« D'ailleurs il y a mille marques qui font juger qu'il y a à tout moment une infinité de perceptions en nous, mais sans aperception et sans réflexion, c'est-à-dire des changements dans l'âme même dont nous ne nous apercevons pas,
parce que les impressions sont trop petites et en trop grand nombre ou
trop unies., en sorte qu'elle n'ont rien d'assez distinguant à part,
mais jointes à d'autres, elles ne laissent pas de faire leur effet et de
se faire sentir au moins confusément dans l'assemblage.(...) Et pour
juger encore mieux des petites perceptions que nous ne saurions
distinguer dans la foule, j'ai coutume de me servir de l'exemple du
mugissement ou du bruit de la mer
dont on est frappé quand on est sur le rivage. Pour entendre ce bruit
comme l'on fait, il faut bien que l'on entende les parties qui composent
ce tout, c'est-à-dire les bruits de chaque vague, quoique chacun de ces
petits bruits ne se fasse connaître que dans l'assemblage confus de
tous les autres ensemble, c'est-à-dire dans ce mugissement même, et ne
se remarquerait pas si cette
vague qui le fait était seule. Car il faut qu'on en soit affecté un peu
par le mouvement de cette vague et qu'on ait quelque perception de
chacun de ces bruits, quelques petits qu'ils soient ; autrement on
n'aurait pas celle de cent mille vagues car cent mille rien ne saurait
faire quelque chose. (...)
Ces petites perceptions sont donc de plus grande efficace par leur suite qu'on ne pense. Ce sont elles qui forment ce je ne sais quoi,
ces goûts, ces images, ces qualités des sens, claires dans
l'assemblage, mais confuses dans les parties, ces impressions que des
corps environnants font sur nous, qui enveloppent l'infini, cette
liaison que chaque être a avec tout le reste de l'univers.

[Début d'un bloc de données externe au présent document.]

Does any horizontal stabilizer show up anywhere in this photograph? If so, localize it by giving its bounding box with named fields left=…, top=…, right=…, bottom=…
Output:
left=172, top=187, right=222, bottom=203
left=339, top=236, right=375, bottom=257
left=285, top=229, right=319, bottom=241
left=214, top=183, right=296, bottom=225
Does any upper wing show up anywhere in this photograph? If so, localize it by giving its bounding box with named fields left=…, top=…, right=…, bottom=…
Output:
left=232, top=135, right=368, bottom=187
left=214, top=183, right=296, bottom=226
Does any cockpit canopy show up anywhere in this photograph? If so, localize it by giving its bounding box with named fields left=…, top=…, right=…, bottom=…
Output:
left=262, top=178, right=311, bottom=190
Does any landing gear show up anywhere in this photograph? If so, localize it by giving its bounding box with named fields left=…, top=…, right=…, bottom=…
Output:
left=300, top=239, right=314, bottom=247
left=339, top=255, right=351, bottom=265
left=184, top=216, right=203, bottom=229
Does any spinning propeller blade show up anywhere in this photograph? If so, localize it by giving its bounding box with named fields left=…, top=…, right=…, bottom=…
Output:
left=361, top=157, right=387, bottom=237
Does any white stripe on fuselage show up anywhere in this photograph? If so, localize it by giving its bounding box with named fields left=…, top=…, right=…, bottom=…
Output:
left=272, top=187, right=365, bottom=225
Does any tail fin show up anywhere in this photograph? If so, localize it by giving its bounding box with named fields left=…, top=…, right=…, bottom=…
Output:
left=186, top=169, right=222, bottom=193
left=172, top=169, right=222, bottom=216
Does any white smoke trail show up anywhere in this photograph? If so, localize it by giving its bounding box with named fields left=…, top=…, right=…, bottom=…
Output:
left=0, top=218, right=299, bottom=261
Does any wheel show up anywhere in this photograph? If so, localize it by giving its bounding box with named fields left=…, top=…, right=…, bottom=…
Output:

On peut même
dire qu'en conséquence de ces petites perceptions, le présent est gros
de l'avenir et chargé du passé, que tout est conspirant et que dans la
moindre des substances, des yeux aussi perçants que ceux de Dieu
pourraient lire toute la suite des choses de l'univers. Quae sint, quae fuerint, quae mox futura trahantur.("qui sont, qui ont été, et qui surviendront dans l'avenir,", Virgile)».